Another of his ideas was to have a  club run that was different to the Tuesday night run. This was the beginning of Thursday night training which in its infancy took place on a Wednesday! The idea was that it wouldn't be 'just a run' but incorporate different types of running which could include all abilites. 

Many of the different sessions still take place; run round the lakes, Bullerthorpe hills, Colton Road hill sprints, sprints up parks in hills, Andrew's clover leaf. Who remembers duck and whistle? Typical Mike. He bought a duck whistle. Sprint to the duck, recover to the normal whistle. Great fun but hard work!

Mike led the first Beginners course STAC put on, can you tell us about it?

The first Beginners session grew out of Thursday nights. Mike realised there was a growing need to provide something for anybody who didn't see themselves as a runner but wanted to exercise, as well as anybody returning to running. Mike and Graham Shooter devised a course where the final aim was to run for 30 minutes. This proved to be very successful and has grown city wide. 

The Beginners and running group always met at the end of the evening for 'games.' Who remembers running with a bean bag on their head, passing a tennis ball from chin to chin, wheelbarrow races and more? For a celebration of finishing the beginners course Mike devised the jampot challenge. The prizes being Mike's homemade jam (which was delicious).

What was Mike like as a runner? And any funny stories?

Mike was not only a member of STAC he was, for many years, a member of Newquay runners! His annual holidays were spent in Newquay and so he joined them so he had someone to talk to whilst he was running. 

From a three mile training run to a marathon Mike never stopped talking. After 2 miles I never listened but he carried on talking!

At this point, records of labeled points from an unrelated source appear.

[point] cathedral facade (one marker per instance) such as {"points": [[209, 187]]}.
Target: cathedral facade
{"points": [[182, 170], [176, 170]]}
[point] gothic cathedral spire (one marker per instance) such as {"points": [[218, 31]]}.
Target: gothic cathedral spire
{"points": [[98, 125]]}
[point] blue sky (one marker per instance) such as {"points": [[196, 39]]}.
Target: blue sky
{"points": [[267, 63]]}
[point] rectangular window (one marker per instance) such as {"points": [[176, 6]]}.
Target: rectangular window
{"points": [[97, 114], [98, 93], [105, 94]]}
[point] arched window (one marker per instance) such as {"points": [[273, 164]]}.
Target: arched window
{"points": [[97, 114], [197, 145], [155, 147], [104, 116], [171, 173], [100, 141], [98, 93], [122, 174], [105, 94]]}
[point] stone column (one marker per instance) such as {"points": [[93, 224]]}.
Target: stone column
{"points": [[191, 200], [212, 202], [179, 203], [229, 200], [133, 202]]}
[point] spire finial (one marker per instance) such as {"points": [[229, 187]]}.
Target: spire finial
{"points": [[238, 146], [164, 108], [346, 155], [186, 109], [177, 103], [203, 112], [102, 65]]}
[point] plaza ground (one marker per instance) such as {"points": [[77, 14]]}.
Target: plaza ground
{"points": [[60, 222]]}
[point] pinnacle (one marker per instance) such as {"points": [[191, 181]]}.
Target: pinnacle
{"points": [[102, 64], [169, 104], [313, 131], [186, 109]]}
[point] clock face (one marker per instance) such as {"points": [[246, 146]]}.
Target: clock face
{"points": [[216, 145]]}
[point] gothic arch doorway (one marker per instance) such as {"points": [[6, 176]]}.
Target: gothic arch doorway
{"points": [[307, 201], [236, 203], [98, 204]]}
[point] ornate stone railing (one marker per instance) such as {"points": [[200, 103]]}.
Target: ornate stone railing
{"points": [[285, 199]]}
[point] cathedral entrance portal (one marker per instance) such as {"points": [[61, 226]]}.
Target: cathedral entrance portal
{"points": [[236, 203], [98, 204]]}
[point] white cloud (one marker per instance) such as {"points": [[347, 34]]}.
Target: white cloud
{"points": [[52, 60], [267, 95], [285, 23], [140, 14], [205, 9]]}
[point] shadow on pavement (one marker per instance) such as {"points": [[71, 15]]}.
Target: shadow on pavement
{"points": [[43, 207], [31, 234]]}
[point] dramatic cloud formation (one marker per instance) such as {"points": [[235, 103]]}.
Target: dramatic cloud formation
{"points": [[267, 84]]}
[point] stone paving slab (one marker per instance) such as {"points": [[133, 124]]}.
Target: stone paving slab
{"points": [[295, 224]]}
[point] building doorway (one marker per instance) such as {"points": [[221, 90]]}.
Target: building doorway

Mike just enjoyed running but he always looked forward to the cross country league races. The Great North Run was a regular. In the early days you were guaranteed a place as long as your entry was on the form printed in the local paper. 

For many years we travelled by car to South Shields and caught the Metro back to the start. At the end we got changed in the car. Not Mike. One year he disappeared only to return 15 minutes later looking pristine. He'd only gone into the car showroom and asked to use their shower. He did this for many years and they always looked forward to his arrival! 

Mike was determined to run the GNR when he was 70. He'd been injured and couldn't train as well as he hoped but he finished in 2 hrs 15 min. which was brilliant and I know he was proud of that.

What do you think Mike would make of STAC today?

Mike certainly wouldn't recognise today's STAC. I think he would applaud much of the innovations, especially the TNT. I don't think he would have enjoyed much of the form filling and organisation which is now necessary for a large running club.

Mike’s memory in the club and local running community lives on. Each year a ‘Mike Sellars Dedication to training’ trophy is awarded, there is a tree near the parkun start at Temple Newsam planted in his honour and at races such as the Temple Newsam Ten and Leeds Half there’s regularly a ‘Mike’s watering hole’ water-stop that Simon Sherras and others put on.